Utah Consumer Privacy Act (UCPA)

Gov. Spencer Cox, R-Utah, signed the Utah Consumer Privacy Act into law on 24th of March making Utah the 4th state after California, Virginia and Colorado to enact a comprehensive consumer privacy act. The law will be in effect from 31.12.2023. UCPA is largely based on the Virginia Consumer Protection Act, but uses a more business-friendly approach to consumer privacy than all three of its predecessors.

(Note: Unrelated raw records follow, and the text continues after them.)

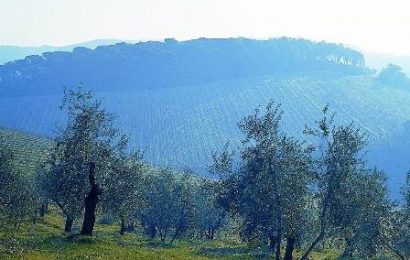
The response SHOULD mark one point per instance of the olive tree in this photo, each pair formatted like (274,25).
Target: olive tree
(82,160)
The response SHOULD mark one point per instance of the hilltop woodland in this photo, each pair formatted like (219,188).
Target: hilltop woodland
(274,197)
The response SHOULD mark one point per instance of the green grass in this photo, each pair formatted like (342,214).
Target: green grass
(45,240)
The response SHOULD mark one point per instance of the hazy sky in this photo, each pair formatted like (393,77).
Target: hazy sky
(371,25)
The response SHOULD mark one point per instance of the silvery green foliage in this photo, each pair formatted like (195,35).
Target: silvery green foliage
(270,188)
(88,137)
(15,192)
(352,200)
(167,208)
(122,196)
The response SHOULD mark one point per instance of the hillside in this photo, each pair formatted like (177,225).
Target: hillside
(12,53)
(29,150)
(179,101)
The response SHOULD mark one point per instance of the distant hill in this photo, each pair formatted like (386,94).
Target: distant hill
(12,53)
(171,63)
(379,61)
(179,101)
(29,150)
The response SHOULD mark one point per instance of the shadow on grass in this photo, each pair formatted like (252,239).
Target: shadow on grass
(221,252)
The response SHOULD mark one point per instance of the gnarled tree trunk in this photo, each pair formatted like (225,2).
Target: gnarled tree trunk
(91,201)
(290,246)
(68,225)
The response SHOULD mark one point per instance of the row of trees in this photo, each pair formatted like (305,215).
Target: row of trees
(278,188)
(286,189)
(91,173)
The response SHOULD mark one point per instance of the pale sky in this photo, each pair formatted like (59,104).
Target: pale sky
(370,25)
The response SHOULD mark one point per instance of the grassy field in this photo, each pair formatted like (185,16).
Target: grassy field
(45,240)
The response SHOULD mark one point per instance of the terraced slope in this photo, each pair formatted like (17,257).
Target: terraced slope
(29,150)
(180,126)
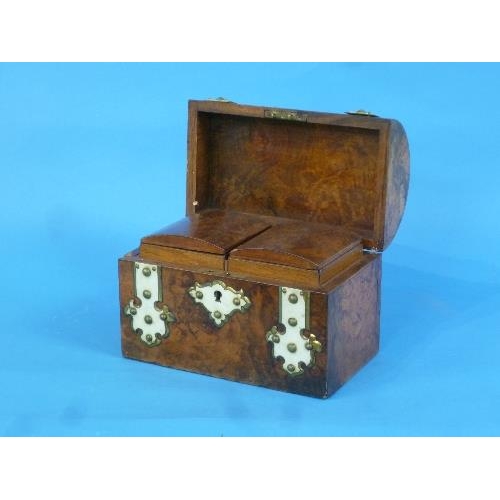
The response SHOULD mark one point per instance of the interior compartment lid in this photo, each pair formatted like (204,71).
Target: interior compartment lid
(305,246)
(337,169)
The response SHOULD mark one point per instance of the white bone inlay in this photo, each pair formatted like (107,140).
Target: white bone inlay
(148,320)
(219,300)
(292,345)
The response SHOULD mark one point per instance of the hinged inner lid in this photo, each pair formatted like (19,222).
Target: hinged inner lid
(341,170)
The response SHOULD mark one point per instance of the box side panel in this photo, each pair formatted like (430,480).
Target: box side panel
(239,349)
(353,323)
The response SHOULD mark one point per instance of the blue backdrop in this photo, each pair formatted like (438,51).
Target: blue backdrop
(73,140)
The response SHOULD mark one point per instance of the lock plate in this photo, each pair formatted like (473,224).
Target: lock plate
(293,345)
(221,301)
(150,319)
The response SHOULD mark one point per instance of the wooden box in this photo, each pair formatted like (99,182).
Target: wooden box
(273,277)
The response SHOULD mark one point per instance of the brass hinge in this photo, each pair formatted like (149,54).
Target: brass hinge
(283,114)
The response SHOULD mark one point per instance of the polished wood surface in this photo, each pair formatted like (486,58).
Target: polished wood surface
(345,321)
(305,246)
(277,198)
(238,350)
(337,169)
(354,322)
(211,231)
(263,248)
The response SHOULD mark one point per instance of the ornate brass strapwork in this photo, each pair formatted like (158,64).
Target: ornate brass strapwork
(221,301)
(150,320)
(361,112)
(292,345)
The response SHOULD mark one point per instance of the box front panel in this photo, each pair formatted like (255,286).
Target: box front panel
(224,327)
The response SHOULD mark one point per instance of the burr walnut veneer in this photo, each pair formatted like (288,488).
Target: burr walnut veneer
(273,277)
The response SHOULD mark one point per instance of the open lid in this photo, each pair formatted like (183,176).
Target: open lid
(338,169)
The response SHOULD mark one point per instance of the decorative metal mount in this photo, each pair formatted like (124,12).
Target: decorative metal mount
(220,300)
(150,319)
(290,343)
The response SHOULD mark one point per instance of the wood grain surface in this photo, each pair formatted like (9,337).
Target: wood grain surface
(344,321)
(328,168)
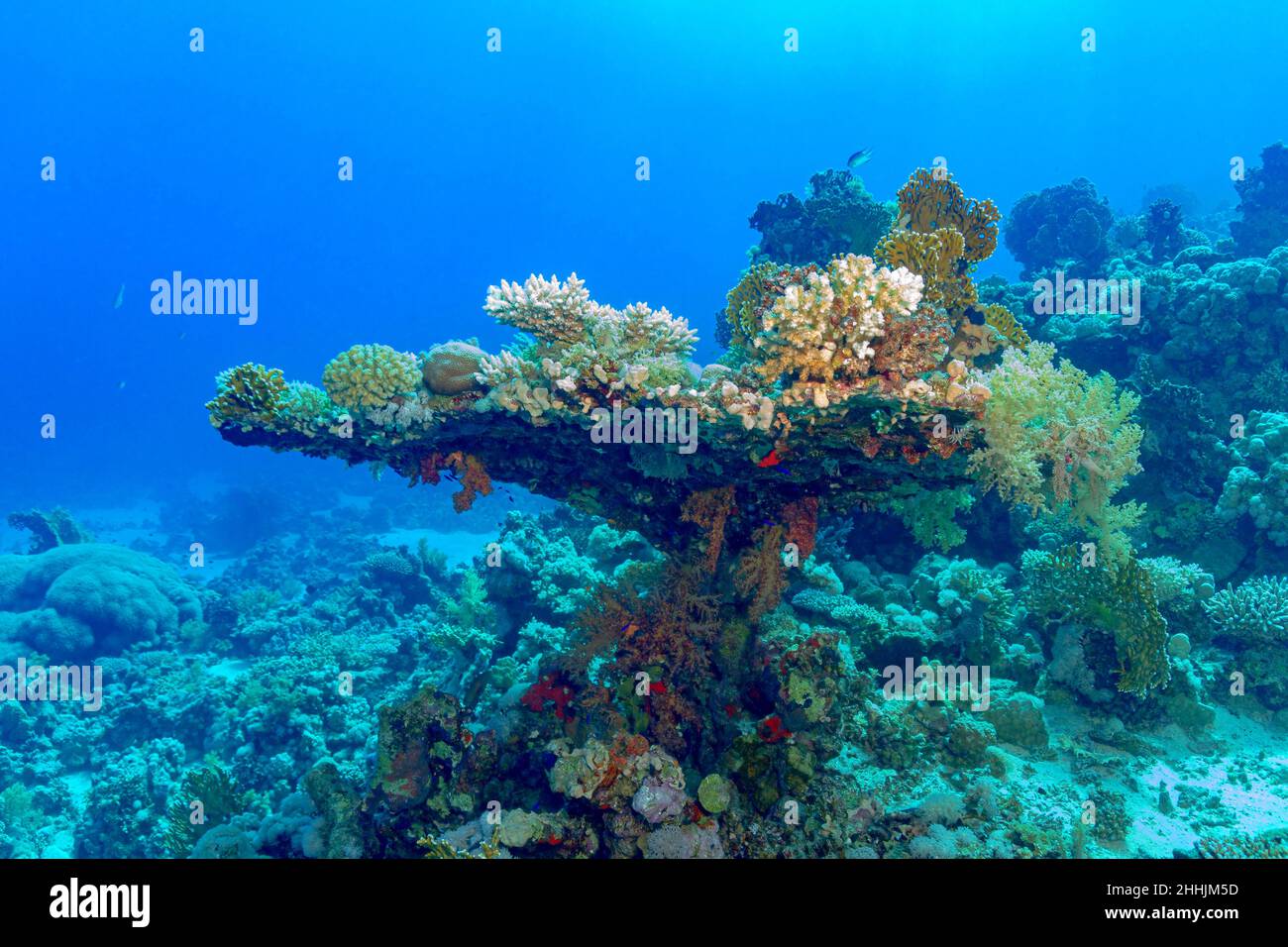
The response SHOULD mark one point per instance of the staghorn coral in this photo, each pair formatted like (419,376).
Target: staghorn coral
(369,376)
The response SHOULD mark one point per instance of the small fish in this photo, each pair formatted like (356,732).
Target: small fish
(858,158)
(1004,322)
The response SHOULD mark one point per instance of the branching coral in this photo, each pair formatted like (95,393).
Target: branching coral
(366,377)
(759,574)
(931,200)
(938,258)
(587,355)
(207,799)
(50,530)
(1254,611)
(800,519)
(1117,598)
(467,470)
(1258,486)
(819,331)
(1262,204)
(708,509)
(248,395)
(1057,438)
(1064,226)
(837,217)
(758,285)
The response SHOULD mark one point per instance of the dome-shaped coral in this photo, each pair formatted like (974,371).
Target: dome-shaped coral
(90,599)
(450,368)
(369,376)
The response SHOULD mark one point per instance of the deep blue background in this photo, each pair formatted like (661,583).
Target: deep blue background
(475,166)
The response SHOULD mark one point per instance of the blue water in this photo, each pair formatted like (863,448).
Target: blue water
(473,166)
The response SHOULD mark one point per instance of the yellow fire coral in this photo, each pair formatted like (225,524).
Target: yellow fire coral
(938,260)
(248,395)
(746,298)
(370,376)
(819,331)
(930,201)
(1060,438)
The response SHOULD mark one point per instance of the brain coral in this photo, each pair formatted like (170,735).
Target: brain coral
(450,368)
(90,599)
(369,376)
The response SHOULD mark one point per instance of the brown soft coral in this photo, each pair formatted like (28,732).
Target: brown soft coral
(669,631)
(802,521)
(467,470)
(759,574)
(709,509)
(928,202)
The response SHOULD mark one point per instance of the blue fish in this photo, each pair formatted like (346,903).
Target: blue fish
(858,158)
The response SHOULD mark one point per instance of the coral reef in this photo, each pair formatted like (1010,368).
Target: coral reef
(1063,227)
(837,217)
(1262,204)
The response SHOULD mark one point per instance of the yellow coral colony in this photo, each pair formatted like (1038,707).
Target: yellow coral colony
(585,355)
(366,377)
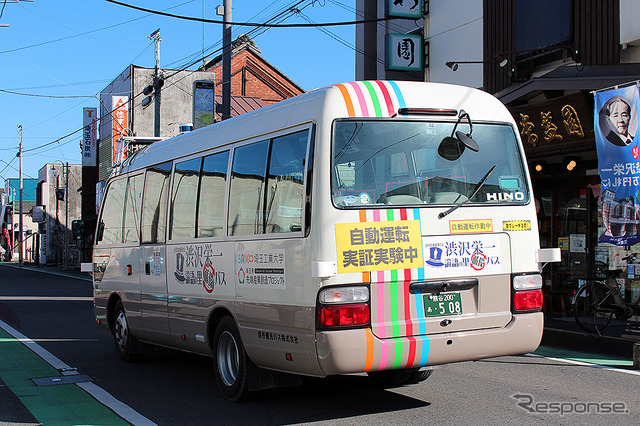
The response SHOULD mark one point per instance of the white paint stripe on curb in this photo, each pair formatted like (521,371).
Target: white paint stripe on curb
(586,364)
(105,398)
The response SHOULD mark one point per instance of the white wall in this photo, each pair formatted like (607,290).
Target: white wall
(454,32)
(629,15)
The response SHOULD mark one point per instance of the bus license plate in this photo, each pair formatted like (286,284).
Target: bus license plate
(442,304)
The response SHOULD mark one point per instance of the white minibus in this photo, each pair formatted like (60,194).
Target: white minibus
(371,227)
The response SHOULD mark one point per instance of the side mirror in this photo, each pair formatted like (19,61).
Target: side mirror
(451,148)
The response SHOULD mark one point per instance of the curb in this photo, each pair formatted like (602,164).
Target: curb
(575,340)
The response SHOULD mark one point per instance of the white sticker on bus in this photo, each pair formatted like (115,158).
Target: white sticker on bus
(262,269)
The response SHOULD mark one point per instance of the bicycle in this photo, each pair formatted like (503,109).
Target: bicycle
(597,302)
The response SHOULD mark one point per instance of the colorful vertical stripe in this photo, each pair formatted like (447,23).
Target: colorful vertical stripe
(371,98)
(403,342)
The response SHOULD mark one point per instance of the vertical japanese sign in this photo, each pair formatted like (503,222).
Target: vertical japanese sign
(89,132)
(378,246)
(119,124)
(405,52)
(405,8)
(616,126)
(203,103)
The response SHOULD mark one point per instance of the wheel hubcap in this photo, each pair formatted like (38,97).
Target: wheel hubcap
(121,331)
(228,358)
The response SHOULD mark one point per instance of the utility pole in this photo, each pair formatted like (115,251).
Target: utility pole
(226,61)
(20,238)
(66,217)
(158,82)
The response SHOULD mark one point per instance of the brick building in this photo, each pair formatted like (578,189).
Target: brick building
(252,75)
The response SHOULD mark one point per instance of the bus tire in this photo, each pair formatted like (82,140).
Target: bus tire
(230,361)
(419,376)
(396,378)
(126,344)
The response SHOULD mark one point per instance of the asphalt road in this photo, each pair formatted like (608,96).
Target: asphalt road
(169,387)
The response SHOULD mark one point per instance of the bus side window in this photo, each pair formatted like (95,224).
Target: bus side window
(213,188)
(246,198)
(285,188)
(154,203)
(183,204)
(111,220)
(131,223)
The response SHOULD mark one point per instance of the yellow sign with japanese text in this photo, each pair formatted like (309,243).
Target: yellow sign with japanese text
(516,225)
(470,226)
(378,246)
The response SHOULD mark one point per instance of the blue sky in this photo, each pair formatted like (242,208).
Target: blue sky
(67,51)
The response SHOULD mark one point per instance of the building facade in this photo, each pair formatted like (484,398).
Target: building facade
(59,196)
(10,220)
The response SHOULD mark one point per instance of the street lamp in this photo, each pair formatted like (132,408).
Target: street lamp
(65,196)
(454,64)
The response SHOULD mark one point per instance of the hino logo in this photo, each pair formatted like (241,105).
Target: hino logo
(505,196)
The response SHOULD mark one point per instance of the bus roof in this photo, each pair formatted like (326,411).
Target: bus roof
(370,99)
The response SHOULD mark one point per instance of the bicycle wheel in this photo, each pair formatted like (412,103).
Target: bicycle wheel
(592,307)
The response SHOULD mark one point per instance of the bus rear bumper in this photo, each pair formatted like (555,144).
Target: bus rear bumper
(354,351)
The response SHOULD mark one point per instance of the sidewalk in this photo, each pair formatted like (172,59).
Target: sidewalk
(559,332)
(617,339)
(71,272)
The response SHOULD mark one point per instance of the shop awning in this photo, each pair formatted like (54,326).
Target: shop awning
(573,77)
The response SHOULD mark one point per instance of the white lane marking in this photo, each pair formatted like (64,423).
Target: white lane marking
(45,271)
(102,396)
(46,298)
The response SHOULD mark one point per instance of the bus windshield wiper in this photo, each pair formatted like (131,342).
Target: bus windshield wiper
(478,186)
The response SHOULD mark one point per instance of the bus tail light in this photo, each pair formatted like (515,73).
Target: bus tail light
(527,294)
(344,315)
(527,300)
(344,307)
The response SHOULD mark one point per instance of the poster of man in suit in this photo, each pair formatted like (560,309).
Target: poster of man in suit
(616,126)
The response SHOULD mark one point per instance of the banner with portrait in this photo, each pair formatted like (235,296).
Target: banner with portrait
(616,131)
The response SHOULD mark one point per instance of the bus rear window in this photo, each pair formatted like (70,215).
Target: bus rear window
(404,163)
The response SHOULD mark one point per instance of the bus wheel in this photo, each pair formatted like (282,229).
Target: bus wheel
(230,361)
(126,344)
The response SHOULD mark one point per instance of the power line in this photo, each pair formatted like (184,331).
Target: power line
(280,15)
(251,24)
(86,32)
(11,92)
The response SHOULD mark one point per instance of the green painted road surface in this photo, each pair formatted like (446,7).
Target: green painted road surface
(589,358)
(55,404)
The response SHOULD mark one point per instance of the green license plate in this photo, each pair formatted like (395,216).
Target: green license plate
(436,305)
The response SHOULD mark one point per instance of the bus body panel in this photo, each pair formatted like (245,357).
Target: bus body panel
(354,351)
(270,283)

This chapter applies to any controller or processor who:

• conducts business in the state; or produces a product or service that is targeted to consumers who are residents of the state;
• has annual revenue of $25,000,000 or more; and
• satisfies one or more of the following thresholds:
  • during a calendar year, controls, or processes personal data of 100,000 or more consumers; or
  • derives over 50% of the entity’s gross revenue from the sale of personal data and controls or processes personal data of 25,000 or more consumers.

CONSUMER

• means an individual who is a resident of the state acting in an individual or household context.
• does not include an individual acting in an employment or commercial context.

SALE

The exchange of personal data for monetary consideration by a controller to a third party. It explicitly excludes “a controller’s disclosure of personal data to a third party if the purpose is consistent with a consumer’s reasonable expectations.”

PERSONAL DATA

• “Personal data” means information that is linked or reasonably linkable to an identified individual or an identifiable individual.
• “Personal data” does not include de-identified data, aggregated data, or publicly available information.

CONSENT

“Consent” means an affirmative act by a consumer that unambiguously indicates the consumer’s voluntary and informed agreement to allow a person to process personal data related to the consumer.

Right to Information

A consumer has the right to:

• confirm whether a controller is processing the consumer’s personal data; and
• access the consumer’s personal data.

Right to Deletion

A consumer has the right to delete the consumer’s personal data that the consumer provided to the
controller.

Right to Data Portability

A consumer has the right to obtain a copy of the consumer’s personal data, that the consumer previously
provided to the controller, in a format that:

• to the extent technically feasible, is portable;
• to the extent practicable, is readily usable; and
• allows the consumer to transmit the data to another controller without impediment, where the
  processing is carried out by automated means.

Right to Opt-Out

A consumer has the right to opt out of the processing of the consumer’s personal data for purposes of:

• targeted advertising; or
• the sale of personal data.

Transparency

A controller shall provide consumers with a reasonably accessible and clear privacy notice.

Security

A controller shall establish, implement, and maintain reasonable administrative, technical, and physical data security practices to protect the confidentiality and integrity of personal data, and reduce reasonably foreseeable risks of harm to consumers.

Nondiscrimination

A controller may not discriminate against a consumer for exercising a right by denying a good or service to the consumer or charging the consumer a different price.

Responding to consumer requests

Responding to consumer requests. Unless an exception applies, controllers are obligated to respond to a consumer’s request within 45 days.

Consumers cannot bring a private action under the UCPA or use a violation of the law to support another lawsuit under Utah law.

To act on a referred matter, the attorney general must notify the controller or processor in writing first. After the 30 days, controllers and processors must cure the violation and provide the attorney general with an “express written statement that the violation has been cured and it will not be repeated.”

An attorney general can enact enforcement action and impose fines up to $7,500 per violation if a controller or processor both fails to cure the violation and continues to violate the law.